Revealing local order via high energy EELS

Short range order (SRO) is critical in determining the performance of many important engineering materials. However, accurate characterization of SRO with high spatial resolution -which is needed for the study of individual nanoparticles and at material defects and interfaces -is often experimentally inaccessible. Here, we locally quantify SRO via scanning transmission electron microscopy with extended energy loss fine structure analysis. Specifically, we use novel instrumentation to perform electron energy loss spectroscopy out to 12 key, accessing energies which are conventionally only possible using a synchrotron. Our data is of sufficient energy resolution and signal-to-noise ratio to perform quantitative extended fine structure analysis, which allows determination of local coordination environments. To showcase this technique, we investigate a multicomponent metallic glass nanolaminate and locally quantify the SRO with <10 nm spatial resolution; this measurement would have been impossible with conventional synchrotron or electron microscopy methods. We discuss the nature of SRO within the metallic glass phase, as well as the wider applicability of our approach for determining processing-SRO-property relationships in complex materials.(c) 2022 Elsevier Ltd.

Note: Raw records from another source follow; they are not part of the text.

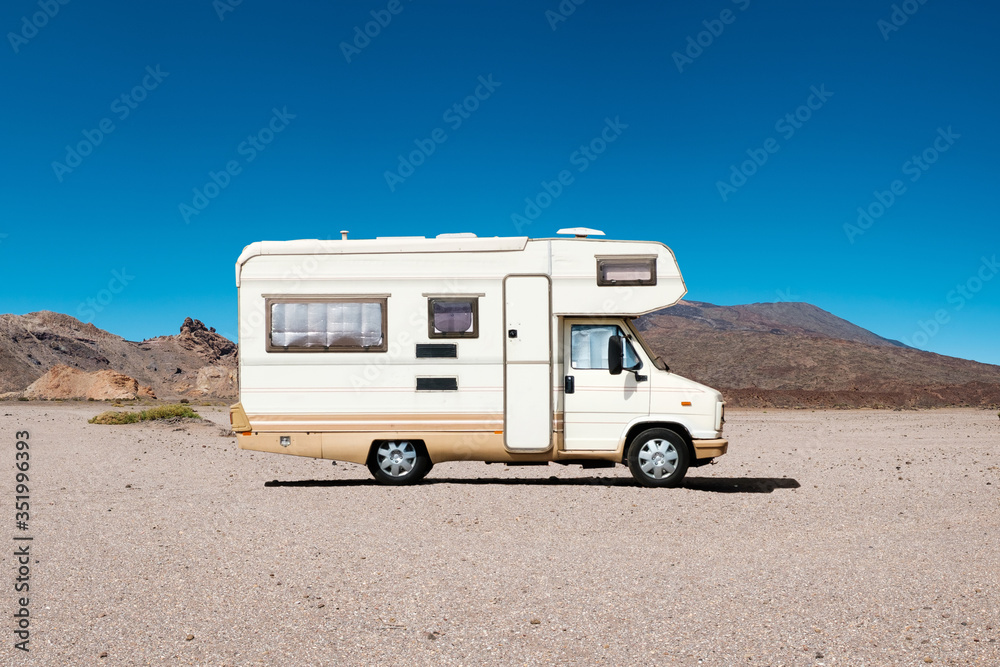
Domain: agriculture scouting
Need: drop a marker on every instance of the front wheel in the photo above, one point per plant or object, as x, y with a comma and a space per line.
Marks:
398, 462
658, 457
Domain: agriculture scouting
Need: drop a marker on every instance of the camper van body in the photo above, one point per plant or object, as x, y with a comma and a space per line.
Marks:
400, 353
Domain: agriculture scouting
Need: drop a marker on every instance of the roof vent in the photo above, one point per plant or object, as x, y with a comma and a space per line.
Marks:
581, 232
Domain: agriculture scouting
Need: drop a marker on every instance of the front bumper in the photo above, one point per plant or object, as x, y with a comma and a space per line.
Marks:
706, 449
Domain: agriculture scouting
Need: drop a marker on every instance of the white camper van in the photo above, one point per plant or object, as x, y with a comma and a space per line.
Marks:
400, 353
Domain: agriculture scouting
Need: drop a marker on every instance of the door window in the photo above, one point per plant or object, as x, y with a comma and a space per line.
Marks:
589, 346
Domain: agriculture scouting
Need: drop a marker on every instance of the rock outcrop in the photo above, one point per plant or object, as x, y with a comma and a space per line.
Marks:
63, 382
32, 344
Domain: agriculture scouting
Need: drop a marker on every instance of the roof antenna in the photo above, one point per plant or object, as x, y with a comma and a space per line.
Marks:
581, 232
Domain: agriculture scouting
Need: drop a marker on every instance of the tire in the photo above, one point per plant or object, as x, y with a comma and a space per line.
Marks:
398, 462
658, 457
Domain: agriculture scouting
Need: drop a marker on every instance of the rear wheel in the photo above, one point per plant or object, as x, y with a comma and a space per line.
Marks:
398, 461
658, 457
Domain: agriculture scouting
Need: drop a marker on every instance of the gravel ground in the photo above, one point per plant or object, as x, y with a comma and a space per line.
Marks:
822, 538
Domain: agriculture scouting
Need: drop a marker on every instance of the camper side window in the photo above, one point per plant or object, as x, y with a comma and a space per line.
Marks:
453, 317
625, 271
326, 325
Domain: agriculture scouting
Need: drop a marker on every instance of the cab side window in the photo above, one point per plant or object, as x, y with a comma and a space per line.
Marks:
589, 346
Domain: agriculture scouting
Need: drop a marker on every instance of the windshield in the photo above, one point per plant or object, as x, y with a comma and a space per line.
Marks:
657, 361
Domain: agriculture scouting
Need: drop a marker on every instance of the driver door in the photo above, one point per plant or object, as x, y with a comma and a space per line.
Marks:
597, 405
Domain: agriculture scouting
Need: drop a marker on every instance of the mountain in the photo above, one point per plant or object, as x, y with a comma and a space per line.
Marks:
196, 362
795, 354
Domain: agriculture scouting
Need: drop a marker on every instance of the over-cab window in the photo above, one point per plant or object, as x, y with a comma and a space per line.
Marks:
626, 271
326, 324
589, 343
453, 317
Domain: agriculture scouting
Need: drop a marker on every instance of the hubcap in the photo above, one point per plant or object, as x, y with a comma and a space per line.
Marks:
396, 459
658, 458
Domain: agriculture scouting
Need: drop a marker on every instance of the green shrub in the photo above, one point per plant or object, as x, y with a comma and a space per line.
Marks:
160, 412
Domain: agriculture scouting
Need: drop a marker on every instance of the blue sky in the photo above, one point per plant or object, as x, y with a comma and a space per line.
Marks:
743, 134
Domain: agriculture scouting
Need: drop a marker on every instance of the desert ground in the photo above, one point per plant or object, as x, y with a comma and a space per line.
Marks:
823, 538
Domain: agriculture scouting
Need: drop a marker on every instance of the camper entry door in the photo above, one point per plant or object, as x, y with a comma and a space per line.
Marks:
527, 363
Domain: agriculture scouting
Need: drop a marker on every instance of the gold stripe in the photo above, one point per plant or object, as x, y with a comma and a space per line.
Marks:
376, 422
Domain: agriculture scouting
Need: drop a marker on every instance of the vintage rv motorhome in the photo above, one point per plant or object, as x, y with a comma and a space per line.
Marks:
400, 353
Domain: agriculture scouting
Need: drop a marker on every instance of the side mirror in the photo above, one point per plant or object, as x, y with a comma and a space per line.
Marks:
615, 355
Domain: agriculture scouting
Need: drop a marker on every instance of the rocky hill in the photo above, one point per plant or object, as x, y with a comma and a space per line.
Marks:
792, 354
197, 362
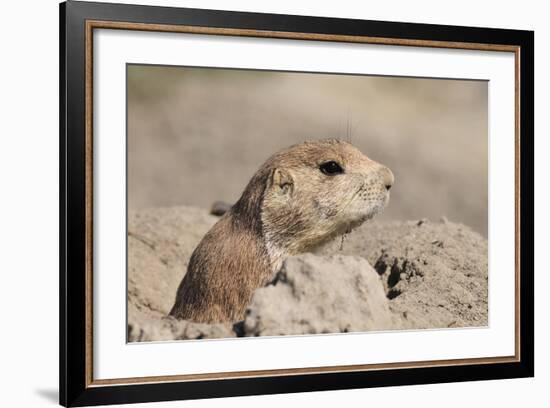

All rights reserved.

Automated summary

Short range order (SRO) is crucial for determining the performance of engineering materials, but accurate characterization with high spatial resolution is often experimentally inaccessible. In this study, SRO is locally quantified using scanning transmission electron microscopy with extended energy loss fine structure analysis. A novel instrumentation enables electron energy loss spectroscopy at energies conventionally achievable only with a synchrotron. This technique allows for quantitative analysis of local coordination environments and has been successfully applied to investigate a multicomponent metallic glass nanolaminate.